Thai Airways International posted an operating loss of Bt21.5 billion ($658 million) for the first nine months of 2021, an improvement on its operating loss of Bt34 billion for the first nine months of 2020.

Operating revenues at Thai and its units fell 66.1% year on year to Bt15 billion, with passenger and excess baggage revenue diving 92.2% to Bt2.5 billion, according to the carrier’s nine-month result statement for the period to 30 September. It did not break out a quarterly figure for the July-September period.


A mid-year outbreak of Covid-19 in Thailand forced Thai Smile to cease operations for a period

The only operating metric that saw an improvement was freight and mail revenue, which rose 10.9% to Bt6.4 billion.

The improvement in Thai’s operating performance stemmed from its halving of total operating expenses to Bt36.5 billion.

Despite the poor operating performance, the airline posted a net profit of Bt51 billion due mostly to a series of one-off items, including asset sales and a Bt60.7 billion gain from debt restructuring.

Thai carried 820,000 passengers in the first nine months of 2021, down 83.8% from a year earlier. ASKs fell 70.7%, and RPKs fell 93.9%. Load factors fell 53.1 percentage points to 13.9%.

On the cargo front, Thai’s freight yield shot up 81.2%, with freight load factors rising 43.5 percentage points to 99.7%. Still, overall cargo carried declined 44.7% to 83,000t, as the airline’s overall freight capacity declined 65.2%.

Cash burn remains a challenge. In the first nine months of 2021, Thai had a negative operating cash outflow of Bt7.9 billion, even worse than Bt7.2 billion a year earlier.

Thai adds that a resurgence of the coronavirus pandemic in the middle of the year resulted in an emergency decree, which greatly hurt domestic air travel. This saw unit Thai Smile actually cease operations until 1 September, when it was only allowed to operate from 0900-1600 and using only 75% of capacity.
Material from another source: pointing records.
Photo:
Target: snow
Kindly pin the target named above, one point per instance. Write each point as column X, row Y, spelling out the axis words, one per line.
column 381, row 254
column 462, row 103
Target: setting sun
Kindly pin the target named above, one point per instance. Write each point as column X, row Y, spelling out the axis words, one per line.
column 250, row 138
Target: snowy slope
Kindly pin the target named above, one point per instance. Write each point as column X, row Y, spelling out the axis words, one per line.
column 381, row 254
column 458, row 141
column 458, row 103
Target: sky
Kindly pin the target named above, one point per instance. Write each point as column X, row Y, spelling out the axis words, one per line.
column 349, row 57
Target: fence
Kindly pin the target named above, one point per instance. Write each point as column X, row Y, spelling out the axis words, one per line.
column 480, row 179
Thai adds that work continues on its restructuring programme. Key elements include simplifying the organization and reducing costs across the board, while focusing on areas that can generate revenue, including cargo and repatriation flights. It also involves an extensive capital restructuring, and repaying debts.
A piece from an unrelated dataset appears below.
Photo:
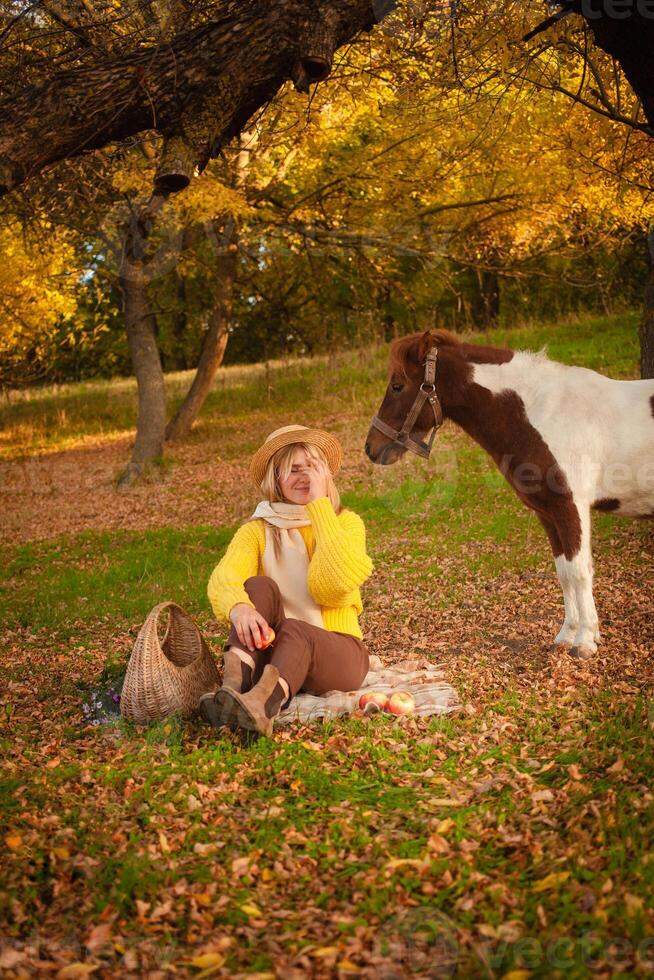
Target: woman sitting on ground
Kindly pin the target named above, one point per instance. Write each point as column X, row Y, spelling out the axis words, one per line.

Consolidated cash and cash equivalents as of 30 September stood at Bt5.4 billion as of 30 September, down from Bt11.1 billion a year earlier.

As of 30 September, Thai had an active fleet of 103 aircraft, of which 20 are Airbus A320s in service with Thai Smile.

The airline also has 13 decommissioned aircraft, and is trying to sell three A340-500s, six A340-600s, one A300-600, and three Boeing 747-400s.